Search Postgresql Archives

Re: pg_upgrade and wraparound

[Date Prev][Date Next][Thread Prev][Thread Next][Date Index][Thread Index]

 



>>  From the query below I am going to say the above query was done on the bof database. Is that correct?

Yes, it is.

>>  Can you run the table_name query in template0 in the 9.6 cluster?

At first I couldn't. There was an error:

psql: FATAL:  database "template0" is not currently accepting connections

I've googled for it and found out that template0 is some special system database that is protected from connections, but that can be changed (see https://wiki.postgresql.org/wiki/Adventures_in_PostgreSQL,_Episode_1)
I've changed that and connected to this database and ran your query. The result is attached in 96-query1-template0.txt.

2018-06-11 22:10 GMT+03:00 Adrian Klaver <adrian.klaver@xxxxxxxxxxx>:
On 06/11/2018 11:32 AM, Alexander Shutyaev wrote:
I'm back with more details.

First, I've deleted the smaller sslentry database, since I don't need it, just so that it doesn't somehow spoil the picture. Now there is only 1 user database - bof (OID=16400). After that I've ran the pg_upgrade on a clean 10.4 cluster and it failed in the same way.

Now, the answers to your queries.

 >> 2) The upgrade stops because of transaction ID wraparound, which is strange as that is not showing up in the 9.6 cluster I presume. You might want the queries found below on the 9.6 and 10 clusters to help figure this out:

 >> SELECT c.oid::regclass as table_name,
 >>        greatest(age(c.relfrozenxid),age(t.relfrozenxid)) as age
 >> FROM pg_class c
 >> LEFT JOIN pg_class t ON c.reltoastrelid = t.oid
 >> WHERE c.relkind IN ('r', 'm');

9.6 result - see attached 96-query1.txt
10.4 result - see attached 104-query1.txt

I should have been clearer in my previous post, the above query is per database. From the query below I am going to say the above query was done on the bof database. Is that correct?

Given the below from 96-query2.txt:

template0 | 110588398

Can you run the table_name query in template0 in the 9.6 cluster?



 >> SELECT datname, age(datfrozenxid) FROM pg_database;

9.6 result - see attached 96-query2.txt
10.4 result - see attached 104-query2.txt

 >>  It might be useful
 >> to see pg_controldata output for the old cluster, as well as
 >> "select datname, datfrozenxid from pg_database" output from the
 >> old cluster.

for the query - see above, for pg_controldata:

9.6 - see attached 96-pg_controldata.txt
10.4 - see attached 104-pg_controldata.txt

 >> Alexander, could you hack things up so autovacuum logging is enabled
 >> (log_autovacuum_min_duration=0), and see whether it's triggered?

I'll be happy to, but that will require to run pg_upgrade once more and that takes more that half a day and during this time clusters are not available to me.
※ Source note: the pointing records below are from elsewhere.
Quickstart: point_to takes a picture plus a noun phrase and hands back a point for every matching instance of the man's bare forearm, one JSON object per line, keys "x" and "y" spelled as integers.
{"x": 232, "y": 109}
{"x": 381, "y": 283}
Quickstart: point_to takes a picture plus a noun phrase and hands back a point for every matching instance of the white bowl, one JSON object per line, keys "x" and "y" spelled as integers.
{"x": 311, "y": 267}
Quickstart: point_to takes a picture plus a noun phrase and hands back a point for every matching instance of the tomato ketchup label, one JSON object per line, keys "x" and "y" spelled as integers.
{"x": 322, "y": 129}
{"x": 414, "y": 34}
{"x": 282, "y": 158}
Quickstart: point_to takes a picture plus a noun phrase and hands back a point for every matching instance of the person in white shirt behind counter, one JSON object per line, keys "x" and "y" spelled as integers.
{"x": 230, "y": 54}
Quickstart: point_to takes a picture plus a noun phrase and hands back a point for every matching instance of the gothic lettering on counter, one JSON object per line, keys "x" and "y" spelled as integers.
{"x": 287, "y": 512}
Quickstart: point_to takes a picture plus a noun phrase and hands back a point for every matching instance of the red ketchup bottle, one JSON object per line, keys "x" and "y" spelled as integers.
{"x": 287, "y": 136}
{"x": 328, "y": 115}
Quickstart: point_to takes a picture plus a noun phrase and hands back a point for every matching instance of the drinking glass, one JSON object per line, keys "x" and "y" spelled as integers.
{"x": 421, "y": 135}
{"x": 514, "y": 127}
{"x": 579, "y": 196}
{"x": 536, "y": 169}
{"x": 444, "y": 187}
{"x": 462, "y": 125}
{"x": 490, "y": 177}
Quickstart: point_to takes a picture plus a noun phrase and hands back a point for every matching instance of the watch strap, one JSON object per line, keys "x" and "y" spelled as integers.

Given the data I'm attaching it may happen that the colleagues will want to see something else from my clusters or maybe change some settings before running the pg_upgrade again. Therefore, I'll wait 12 hours after this message in case there will be any more requests and the I'll run the pg_upgrade again.

Thank you all for trying to solve this matter, this is much appreciated! :)

2018-06-11 20:29 GMT+03:00 Andres Freund <andres@xxxxxxxxxxx <mailto:andres@xxxxxxxxxxx>>:

    On 2018-06-11 13:14:12 -0400, Tom Lane wrote:
    > Andres Freund <andres@xxxxxxxxxxx <mailto:andres@xxxxxxxxxxx>> writes:
    > > I suspect the issue is that pg_resetwal does:
    > >     if (set_xid != 0)
    > >     {
    > >             ControlFile.checkPointCopy.nextXid = set_xid;
    >     > >             /*
    > >              * For the moment, just set oldestXid to a value that will force
    > >              * immediate autovacuum-for-wraparound.  It's not clear whether adding
    > >              * user control of this is useful, so let's just do something that's
    > >              * reasonably safe.  The magic constant here corresponds to the
    > >              * maximum allowed value of autovacuum_freeze_max_age.
    > >              */
    > >             ControlFile.checkPointCopy.oldestXid = set_xid - 2000000000;
    > >             if (ControlFile.checkPointCopy.oldestXid < FirstNormalTransactionId)
    > >                     ControlFile.checkPointCopy.oldestXid += FirstNormalTransactionId;
    > >             ControlFile.checkPointCopy.oldestXidDB = InvalidOid;
    > >     }
    >     > > but we have codepath that doesn't check for oldestXidDB being
    > > InvalidOid.  Not great.
    >     > Hm, I think I'd define the problem as "pg_resetwal is violating the
    > expectation that oldestXidDB be valid".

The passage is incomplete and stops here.